Tomb Raider Lara Croft is Back. But Is She Worth the Hype?

The bazillionth episode in the tomb-raiding life of Lara Croft hit Tuesday. Most of the previous episodes have not been good. Many came with flaws that rendered them nearly unplayable in spots. Unlike most of the previous, and especially the most recent, installments, reviews for the 2013 installment have not been mixed. Lara is scoring about a 9.25 across the board on video game-review sites. But is this hype fanboys falling in love with a game babe, or a reflection of a strong game that may just bring a storied but troubled franchise back from the dead?


I spent about an hour with the new Tomb Raider, so while I don’t yet have a comprehensive view of the game’s full story arc, I do have some strong first impressions.
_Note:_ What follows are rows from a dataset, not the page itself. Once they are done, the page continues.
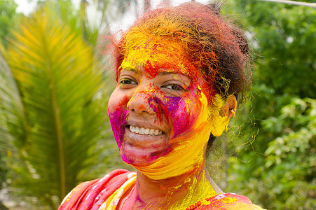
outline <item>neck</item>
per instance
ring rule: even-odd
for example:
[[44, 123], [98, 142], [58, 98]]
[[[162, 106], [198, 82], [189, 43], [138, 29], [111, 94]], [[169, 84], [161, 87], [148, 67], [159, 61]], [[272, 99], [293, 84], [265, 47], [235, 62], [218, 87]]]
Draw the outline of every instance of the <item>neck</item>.
[[133, 206], [132, 209], [185, 209], [199, 200], [223, 193], [209, 179], [204, 165], [162, 180], [153, 180], [137, 172], [135, 187], [125, 204]]

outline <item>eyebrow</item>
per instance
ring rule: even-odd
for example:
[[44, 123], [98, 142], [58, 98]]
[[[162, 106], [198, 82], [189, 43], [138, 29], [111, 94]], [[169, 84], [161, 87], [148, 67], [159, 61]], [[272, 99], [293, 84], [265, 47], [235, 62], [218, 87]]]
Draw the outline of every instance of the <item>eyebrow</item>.
[[121, 72], [122, 72], [123, 71], [132, 71], [132, 72], [134, 72], [135, 74], [139, 74], [140, 73], [139, 70], [137, 70], [135, 68], [132, 68], [132, 67], [125, 67], [124, 69], [122, 69], [121, 70]]

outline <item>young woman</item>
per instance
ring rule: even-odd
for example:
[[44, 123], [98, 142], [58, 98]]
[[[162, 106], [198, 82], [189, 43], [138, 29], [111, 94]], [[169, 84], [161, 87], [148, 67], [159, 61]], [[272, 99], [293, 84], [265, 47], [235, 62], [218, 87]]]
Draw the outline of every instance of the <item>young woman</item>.
[[187, 3], [145, 14], [116, 52], [109, 117], [122, 159], [137, 172], [81, 183], [60, 209], [262, 209], [225, 194], [205, 168], [249, 85], [240, 30], [215, 6]]

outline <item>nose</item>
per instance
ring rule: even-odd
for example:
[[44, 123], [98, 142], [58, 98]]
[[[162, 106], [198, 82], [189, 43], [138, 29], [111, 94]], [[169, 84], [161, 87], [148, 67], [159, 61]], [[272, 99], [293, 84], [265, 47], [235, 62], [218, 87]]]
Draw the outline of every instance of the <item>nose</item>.
[[156, 113], [156, 91], [151, 85], [139, 85], [133, 92], [128, 103], [128, 108], [137, 113]]

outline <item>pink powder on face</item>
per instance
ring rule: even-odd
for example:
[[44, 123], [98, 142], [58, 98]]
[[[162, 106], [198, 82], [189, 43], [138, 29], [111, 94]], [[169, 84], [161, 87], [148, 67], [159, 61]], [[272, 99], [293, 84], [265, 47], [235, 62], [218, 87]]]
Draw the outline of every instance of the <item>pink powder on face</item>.
[[123, 101], [115, 107], [114, 111], [109, 112], [111, 127], [120, 150], [125, 133], [125, 125], [128, 113], [126, 109], [128, 102], [128, 97], [125, 97]]

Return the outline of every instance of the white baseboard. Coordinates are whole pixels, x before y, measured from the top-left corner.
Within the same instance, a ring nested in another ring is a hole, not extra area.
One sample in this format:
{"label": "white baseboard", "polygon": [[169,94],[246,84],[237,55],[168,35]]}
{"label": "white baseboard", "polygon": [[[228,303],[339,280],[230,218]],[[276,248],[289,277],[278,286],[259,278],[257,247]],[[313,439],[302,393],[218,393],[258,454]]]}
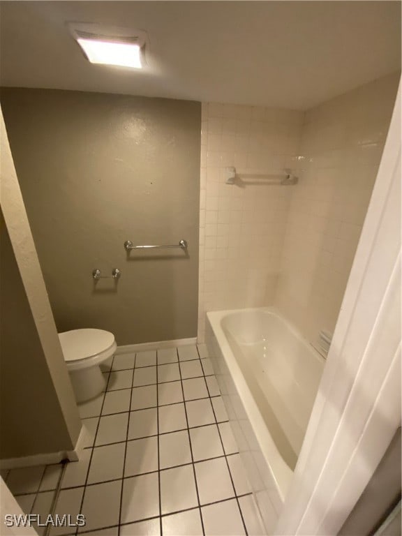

Tomb Raider 2013 is an origins story, picking Lara up on an expedition to find a lost civilization off the coast of Japan. A nineteen year old on her first adventure, Lara isn’t yet the boss chick who greeted the gaming world in 1996. She’s young but determined, and convinced that if the expedition changes course, it will find the lost civilization they’re looking for. Changing course also risks entering the Dragon’s Triangle, an allegedly dangerous region of the Pacific similar to the Bermuda Triangle off Florida.

Things go about as you’d expect when a game amps up a threat — the expedition suffers a shipwreck and Lara finds herself stranded and alone. A knock on the head later, and she’s in a creepy, gory cave filled with bones and hanging corpses. It’s environments like this, and Lara’s tendency to lean on a couple of swears when she reacts to threats, that earn the game its M rating. No longer a cartoon, Tomb Raider is a cinematic beast.

The younger Lara is vulnerable. She picks up knocks and wounds. She scavenges and improves weapons as she goes. She gets hungry and has to hunt, which turns this Tomb Raider into more of an open world than any previous episode. She learns skills and, based on the dialogue, learns to overcome her fears. She thinks.


This Lara develops as the story goes, and is far more interesting and more realistically rendered than in any previous episode. She also eats meat, so she is more Duck Dynasty than Morrissey.

The story of Tomb Raider works extremely well, at least in the early going of the game that I’ve played.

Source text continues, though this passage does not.